Monday, April 25, 2011

Kickstart Configurator Fedora 14 installs!

Install the Kickstart Configurator on a Fedora 14 install
yum install system-config-kickstart

Once installed, run Kickstart Configurator
/usr/sbin/system-config/kickstart

Used instructions/documentation found here: http://docs.fedoraproject.org/en-US/Fedora/13/html/Installation_Guide/ch-redhat-config-kickstart.html

Thursday, April 21, 2011

Earth day 2011!

image

Three monitors, five printers, one scanner, one pc, and a battery backup.  All kept out of the landfill!

Sunday, April 17, 2011

Manually create Windows 7 USB boot media

Steps to create your own Windows 7 USB boot media.

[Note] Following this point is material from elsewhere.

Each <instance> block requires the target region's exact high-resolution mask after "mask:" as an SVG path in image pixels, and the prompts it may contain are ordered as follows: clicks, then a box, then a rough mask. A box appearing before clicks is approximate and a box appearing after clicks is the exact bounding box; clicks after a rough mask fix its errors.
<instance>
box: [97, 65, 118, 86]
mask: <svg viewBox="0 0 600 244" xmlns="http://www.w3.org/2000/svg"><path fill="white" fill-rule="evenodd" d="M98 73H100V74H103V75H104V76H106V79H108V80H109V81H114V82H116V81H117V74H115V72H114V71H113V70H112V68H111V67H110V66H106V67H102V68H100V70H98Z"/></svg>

1) Open a command prompt with admin privileges.
2) Type diskpart
3) Type “list disk”
4) Locate the entry that corresponds with your USB thumb drive, and type “select disk ”
5) Type “clean”. This will wipe the partition.
6) Type “create partition primary”
7) Type “select partition 1″
8) Type “format fs=ntfs quick”.
9) Type “active”.
10) Type “assign”.
11) Type “exit”, then close the command prompt.
12) Open the ISO file in 7-zip. Extract the contents to your thumbdrive.
13) Remove and boot.

Borrowed this from the comments made by thirdwheel in the following blog post: http://www.addictivetips.com/windows-tips/install-windows-7-from-usb-drive-requires-2-simple-steps/

Giving up on Dell Mini 1010

The Dell Mini 1010 is a decent little netbook, but the GMA500 chipset really kills the idea of using Linux on this thing. Linux is a great OS, and something I will probably look into running on a 'home server' PC again in the near future. Its been great to learn, and I am glad to be armed with new knowledge of an OS, however, Windows support is where my career will grow.

So Linux on the Mini 1010 is done, it will get its previous Win7 backup restored soon. In the meantime, I intend to finish my Linux course and begin working on learning VB.Net and/or C# programming in order to facilitate building packages for PC deployments.

Saturday, April 9, 2011

To the Cloud!

With the release of Amazon MP3 cloud service this week, I've moved most of my favorite tracks to the cloud! Similarly, purchased storage from Google to store our photographs. Finally completed uploading pictures through Picasa. So gradually moving important or useful data to the could.

As a consumer, both of these services are useful. Photos can easily be shared with far off friends and family. The Amazon MP3 service streams to Android and web browsers, so music can be made available virtually anywhere!

This may make moving to a Linux platform full-time much easier.